The US Department of Labor (DOL) Monday announced new measures aimed at combatting child labor and, in particular, the exploitation of migrant child labor.

The measures announced Monday include an interagency taskforce, data-driven investigations, mandated follow-up calls “to any child who calls the Office of Refugee Resettlement National Call Center with a safety concern” and an appeal to Congress to raise the maximum penalty the DOL may require a child labor law violator to pay. The DOL addressed an instance of exploitative migrant child labor earlier this month when they ordered Packers Sanitation Services to pay $1.5 million in civil penalties for employing at least 102 children in “hazardous” meat packing jobs. Under the Fair Labor Standards Act, the DOL may only assess a fine of $15,138 per child. However, the DOL said this figure is “not high enough to be a deterrent for major profitable companies.”

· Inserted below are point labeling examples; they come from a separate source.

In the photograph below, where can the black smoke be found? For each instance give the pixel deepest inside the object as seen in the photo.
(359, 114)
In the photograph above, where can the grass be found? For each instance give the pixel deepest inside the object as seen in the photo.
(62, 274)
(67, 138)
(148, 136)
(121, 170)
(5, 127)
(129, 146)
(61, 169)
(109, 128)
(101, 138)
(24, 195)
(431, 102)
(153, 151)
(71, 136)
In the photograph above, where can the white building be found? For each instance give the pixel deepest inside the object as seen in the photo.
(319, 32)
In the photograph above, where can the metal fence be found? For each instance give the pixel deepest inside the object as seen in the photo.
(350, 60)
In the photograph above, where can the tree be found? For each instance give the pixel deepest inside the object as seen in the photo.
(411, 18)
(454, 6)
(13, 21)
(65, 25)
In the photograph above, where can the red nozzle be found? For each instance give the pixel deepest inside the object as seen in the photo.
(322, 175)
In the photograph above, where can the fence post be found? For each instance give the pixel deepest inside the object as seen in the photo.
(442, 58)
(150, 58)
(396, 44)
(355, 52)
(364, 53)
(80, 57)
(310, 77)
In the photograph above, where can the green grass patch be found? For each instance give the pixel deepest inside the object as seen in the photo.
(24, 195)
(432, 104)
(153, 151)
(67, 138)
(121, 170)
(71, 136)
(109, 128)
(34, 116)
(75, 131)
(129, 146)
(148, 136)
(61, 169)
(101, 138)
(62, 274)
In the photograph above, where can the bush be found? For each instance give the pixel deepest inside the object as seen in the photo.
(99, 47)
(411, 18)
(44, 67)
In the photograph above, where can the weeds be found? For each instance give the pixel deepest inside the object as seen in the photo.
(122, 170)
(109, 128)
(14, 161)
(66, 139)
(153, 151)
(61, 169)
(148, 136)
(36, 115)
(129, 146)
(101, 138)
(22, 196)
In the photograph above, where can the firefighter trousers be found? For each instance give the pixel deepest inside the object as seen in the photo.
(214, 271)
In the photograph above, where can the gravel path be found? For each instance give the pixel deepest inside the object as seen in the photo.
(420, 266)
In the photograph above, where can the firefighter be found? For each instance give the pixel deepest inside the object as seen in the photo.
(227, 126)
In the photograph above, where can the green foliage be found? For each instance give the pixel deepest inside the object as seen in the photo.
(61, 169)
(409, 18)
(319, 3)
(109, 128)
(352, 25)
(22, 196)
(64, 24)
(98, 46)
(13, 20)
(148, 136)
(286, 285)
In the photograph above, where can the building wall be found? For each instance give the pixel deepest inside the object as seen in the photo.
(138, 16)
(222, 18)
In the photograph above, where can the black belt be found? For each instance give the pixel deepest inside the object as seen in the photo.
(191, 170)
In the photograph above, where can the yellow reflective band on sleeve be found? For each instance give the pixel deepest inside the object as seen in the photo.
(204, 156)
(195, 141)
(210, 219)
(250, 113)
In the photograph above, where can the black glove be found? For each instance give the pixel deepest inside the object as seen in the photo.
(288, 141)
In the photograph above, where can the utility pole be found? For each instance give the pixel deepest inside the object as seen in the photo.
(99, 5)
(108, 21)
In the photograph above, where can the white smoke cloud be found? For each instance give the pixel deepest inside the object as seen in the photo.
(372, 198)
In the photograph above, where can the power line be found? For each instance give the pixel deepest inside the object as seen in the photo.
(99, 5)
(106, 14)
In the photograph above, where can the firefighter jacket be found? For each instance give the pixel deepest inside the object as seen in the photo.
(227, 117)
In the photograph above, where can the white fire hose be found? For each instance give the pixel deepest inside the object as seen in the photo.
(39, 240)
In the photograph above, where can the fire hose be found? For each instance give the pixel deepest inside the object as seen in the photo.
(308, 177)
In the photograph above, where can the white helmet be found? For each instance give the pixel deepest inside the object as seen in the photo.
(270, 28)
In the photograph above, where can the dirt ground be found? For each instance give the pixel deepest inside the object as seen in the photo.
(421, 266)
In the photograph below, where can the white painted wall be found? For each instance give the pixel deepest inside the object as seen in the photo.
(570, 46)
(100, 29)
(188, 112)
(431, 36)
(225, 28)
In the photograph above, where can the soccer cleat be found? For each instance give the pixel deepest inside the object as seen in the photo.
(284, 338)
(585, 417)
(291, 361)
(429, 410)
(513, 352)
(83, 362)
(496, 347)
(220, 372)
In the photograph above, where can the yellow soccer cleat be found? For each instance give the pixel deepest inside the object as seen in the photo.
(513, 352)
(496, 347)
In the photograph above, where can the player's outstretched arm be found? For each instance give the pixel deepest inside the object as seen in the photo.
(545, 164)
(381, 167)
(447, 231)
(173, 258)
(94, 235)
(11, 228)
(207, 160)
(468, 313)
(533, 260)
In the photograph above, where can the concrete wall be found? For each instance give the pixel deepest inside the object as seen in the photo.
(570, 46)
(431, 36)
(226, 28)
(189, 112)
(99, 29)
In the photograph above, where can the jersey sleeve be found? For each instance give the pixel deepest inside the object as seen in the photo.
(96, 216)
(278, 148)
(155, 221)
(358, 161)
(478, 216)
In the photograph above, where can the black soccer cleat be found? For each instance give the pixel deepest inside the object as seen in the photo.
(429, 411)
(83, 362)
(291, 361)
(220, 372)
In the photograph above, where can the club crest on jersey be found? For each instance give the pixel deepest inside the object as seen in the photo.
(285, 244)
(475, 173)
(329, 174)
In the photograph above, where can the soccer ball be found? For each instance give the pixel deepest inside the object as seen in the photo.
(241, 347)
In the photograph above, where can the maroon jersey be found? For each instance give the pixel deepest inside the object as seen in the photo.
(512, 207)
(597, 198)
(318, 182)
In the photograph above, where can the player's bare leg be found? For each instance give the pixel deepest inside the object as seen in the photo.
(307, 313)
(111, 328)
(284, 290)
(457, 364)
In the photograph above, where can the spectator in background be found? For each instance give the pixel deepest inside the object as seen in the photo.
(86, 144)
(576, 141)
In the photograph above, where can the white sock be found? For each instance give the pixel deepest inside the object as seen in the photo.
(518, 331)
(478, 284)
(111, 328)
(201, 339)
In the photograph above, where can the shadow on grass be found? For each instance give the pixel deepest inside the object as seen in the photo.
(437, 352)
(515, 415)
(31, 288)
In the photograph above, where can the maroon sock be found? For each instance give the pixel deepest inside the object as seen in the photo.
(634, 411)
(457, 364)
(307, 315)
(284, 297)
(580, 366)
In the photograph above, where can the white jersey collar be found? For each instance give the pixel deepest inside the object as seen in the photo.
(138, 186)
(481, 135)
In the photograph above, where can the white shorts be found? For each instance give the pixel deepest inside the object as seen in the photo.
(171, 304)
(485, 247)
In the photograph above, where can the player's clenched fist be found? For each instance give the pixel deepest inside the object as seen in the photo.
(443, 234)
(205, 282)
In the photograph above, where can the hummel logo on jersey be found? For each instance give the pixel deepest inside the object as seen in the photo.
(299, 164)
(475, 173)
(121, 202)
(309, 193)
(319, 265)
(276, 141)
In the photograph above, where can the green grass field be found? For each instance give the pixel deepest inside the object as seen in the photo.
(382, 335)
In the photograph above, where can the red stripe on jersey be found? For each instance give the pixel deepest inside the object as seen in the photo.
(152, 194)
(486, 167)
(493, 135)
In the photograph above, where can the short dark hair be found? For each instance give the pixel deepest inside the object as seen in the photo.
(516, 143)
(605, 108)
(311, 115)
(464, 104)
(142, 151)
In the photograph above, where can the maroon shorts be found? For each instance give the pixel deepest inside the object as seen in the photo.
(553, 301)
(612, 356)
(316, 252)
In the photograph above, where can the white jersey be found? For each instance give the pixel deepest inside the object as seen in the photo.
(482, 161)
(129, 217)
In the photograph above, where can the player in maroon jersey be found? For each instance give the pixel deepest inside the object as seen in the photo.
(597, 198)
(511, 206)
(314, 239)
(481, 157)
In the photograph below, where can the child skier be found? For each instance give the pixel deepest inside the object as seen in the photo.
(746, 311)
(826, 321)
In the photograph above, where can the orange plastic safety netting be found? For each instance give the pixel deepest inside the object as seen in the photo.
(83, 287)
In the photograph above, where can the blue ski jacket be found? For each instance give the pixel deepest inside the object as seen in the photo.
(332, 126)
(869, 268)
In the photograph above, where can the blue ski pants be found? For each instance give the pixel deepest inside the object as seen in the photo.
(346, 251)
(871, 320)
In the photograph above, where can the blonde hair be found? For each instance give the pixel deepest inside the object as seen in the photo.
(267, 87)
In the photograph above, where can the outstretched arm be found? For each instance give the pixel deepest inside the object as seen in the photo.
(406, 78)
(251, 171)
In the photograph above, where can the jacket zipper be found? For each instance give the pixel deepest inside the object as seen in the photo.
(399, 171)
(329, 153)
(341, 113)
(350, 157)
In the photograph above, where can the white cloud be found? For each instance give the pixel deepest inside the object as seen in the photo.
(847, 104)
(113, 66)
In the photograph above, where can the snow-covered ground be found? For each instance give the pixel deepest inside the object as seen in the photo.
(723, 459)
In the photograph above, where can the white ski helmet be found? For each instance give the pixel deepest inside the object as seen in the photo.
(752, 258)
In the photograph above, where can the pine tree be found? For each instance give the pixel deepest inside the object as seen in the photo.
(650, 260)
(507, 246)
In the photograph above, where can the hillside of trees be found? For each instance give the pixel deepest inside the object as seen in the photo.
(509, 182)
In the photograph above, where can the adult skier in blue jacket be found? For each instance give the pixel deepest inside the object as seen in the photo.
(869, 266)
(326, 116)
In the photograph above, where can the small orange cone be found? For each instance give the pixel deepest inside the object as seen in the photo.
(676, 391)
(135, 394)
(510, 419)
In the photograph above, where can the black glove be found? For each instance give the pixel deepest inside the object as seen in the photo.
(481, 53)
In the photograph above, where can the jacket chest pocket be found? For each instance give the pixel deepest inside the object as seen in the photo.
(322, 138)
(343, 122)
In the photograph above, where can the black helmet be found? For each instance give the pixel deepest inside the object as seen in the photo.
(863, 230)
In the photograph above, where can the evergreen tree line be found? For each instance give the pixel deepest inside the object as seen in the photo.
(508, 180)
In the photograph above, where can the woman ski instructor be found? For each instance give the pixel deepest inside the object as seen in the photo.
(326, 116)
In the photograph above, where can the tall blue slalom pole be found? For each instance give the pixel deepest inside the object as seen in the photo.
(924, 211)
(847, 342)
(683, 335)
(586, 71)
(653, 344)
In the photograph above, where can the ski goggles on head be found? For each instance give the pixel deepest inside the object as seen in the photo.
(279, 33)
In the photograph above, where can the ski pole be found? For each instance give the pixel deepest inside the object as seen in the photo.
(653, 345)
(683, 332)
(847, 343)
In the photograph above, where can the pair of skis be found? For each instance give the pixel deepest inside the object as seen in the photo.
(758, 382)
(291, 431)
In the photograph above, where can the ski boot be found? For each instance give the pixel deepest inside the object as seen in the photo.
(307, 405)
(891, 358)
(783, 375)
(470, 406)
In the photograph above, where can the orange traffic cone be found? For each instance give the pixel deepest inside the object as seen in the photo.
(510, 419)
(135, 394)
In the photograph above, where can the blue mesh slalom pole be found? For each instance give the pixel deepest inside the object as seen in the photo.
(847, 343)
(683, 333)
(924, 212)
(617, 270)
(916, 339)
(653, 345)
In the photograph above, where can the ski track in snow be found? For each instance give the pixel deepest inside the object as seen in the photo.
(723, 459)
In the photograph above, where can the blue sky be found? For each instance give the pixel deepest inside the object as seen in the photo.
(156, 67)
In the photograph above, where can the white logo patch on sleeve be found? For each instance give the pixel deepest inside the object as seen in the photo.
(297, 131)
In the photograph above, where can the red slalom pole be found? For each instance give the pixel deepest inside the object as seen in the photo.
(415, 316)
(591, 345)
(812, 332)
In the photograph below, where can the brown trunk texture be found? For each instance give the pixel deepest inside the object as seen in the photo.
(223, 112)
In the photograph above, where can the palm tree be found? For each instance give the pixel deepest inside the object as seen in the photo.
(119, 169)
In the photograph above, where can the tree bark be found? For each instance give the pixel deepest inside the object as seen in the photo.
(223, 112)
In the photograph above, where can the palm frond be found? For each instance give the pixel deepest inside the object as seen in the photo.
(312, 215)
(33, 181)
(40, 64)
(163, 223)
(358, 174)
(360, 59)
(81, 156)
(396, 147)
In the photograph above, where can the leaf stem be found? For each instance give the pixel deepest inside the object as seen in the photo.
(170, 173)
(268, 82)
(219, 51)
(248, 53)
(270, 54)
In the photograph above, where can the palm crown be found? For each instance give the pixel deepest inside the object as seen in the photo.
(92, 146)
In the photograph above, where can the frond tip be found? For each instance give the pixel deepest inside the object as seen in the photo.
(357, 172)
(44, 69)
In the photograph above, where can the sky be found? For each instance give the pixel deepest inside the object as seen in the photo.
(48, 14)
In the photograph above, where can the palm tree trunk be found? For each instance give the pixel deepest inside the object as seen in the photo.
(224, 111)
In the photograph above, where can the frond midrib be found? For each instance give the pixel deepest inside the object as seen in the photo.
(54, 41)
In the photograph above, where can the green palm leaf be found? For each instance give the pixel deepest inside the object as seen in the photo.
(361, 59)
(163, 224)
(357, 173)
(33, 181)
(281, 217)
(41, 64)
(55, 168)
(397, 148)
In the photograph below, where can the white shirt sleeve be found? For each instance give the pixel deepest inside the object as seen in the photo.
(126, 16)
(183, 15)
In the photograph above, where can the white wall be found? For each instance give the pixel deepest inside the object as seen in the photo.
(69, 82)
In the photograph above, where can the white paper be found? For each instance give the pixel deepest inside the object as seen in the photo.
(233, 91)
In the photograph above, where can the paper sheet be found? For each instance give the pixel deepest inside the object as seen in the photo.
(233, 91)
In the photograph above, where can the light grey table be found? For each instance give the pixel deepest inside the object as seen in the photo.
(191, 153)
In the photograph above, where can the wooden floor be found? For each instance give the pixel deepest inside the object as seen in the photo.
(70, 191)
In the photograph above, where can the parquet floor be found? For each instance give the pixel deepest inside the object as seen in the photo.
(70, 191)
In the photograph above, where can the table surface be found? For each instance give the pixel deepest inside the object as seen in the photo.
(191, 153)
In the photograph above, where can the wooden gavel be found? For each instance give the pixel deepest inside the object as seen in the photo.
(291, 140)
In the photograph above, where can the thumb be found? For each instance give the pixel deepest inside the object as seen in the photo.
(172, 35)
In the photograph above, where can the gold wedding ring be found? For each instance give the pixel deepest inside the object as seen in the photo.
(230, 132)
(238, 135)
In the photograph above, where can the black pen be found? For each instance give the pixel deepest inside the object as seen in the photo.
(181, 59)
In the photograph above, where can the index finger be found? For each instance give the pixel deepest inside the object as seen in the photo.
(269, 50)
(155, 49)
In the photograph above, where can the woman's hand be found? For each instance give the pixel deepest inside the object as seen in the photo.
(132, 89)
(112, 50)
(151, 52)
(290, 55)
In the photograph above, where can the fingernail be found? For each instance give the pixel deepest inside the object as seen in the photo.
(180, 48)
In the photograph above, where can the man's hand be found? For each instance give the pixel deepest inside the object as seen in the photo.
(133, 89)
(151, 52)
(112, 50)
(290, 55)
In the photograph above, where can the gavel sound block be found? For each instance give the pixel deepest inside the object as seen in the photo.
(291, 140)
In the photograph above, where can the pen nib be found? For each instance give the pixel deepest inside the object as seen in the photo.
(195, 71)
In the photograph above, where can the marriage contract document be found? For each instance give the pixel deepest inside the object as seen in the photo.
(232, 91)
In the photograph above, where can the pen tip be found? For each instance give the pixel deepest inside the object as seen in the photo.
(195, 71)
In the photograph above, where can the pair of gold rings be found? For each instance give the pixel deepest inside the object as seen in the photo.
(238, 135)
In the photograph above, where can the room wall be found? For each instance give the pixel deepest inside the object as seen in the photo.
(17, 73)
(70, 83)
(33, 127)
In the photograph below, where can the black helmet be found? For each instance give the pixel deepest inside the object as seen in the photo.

Since 2018, the DOL has observed a 69 percent increase in illegal child labor, and “the department found 835 companies it investigated had employed more than 3,800 children in violation of labor laws” over the last fiscal year. The DOL is currently pursuing over 600 additional child labor investigations. Unaccompanied migrant children are especially vulnerable to labor exploitation. According to an investigation by the New York Times, more than 250,000 unaccompanied minors arrived in the US in the past two years, and caseworkers estimated “that about two-thirds of all unaccompanied migrant children ended up working full time.”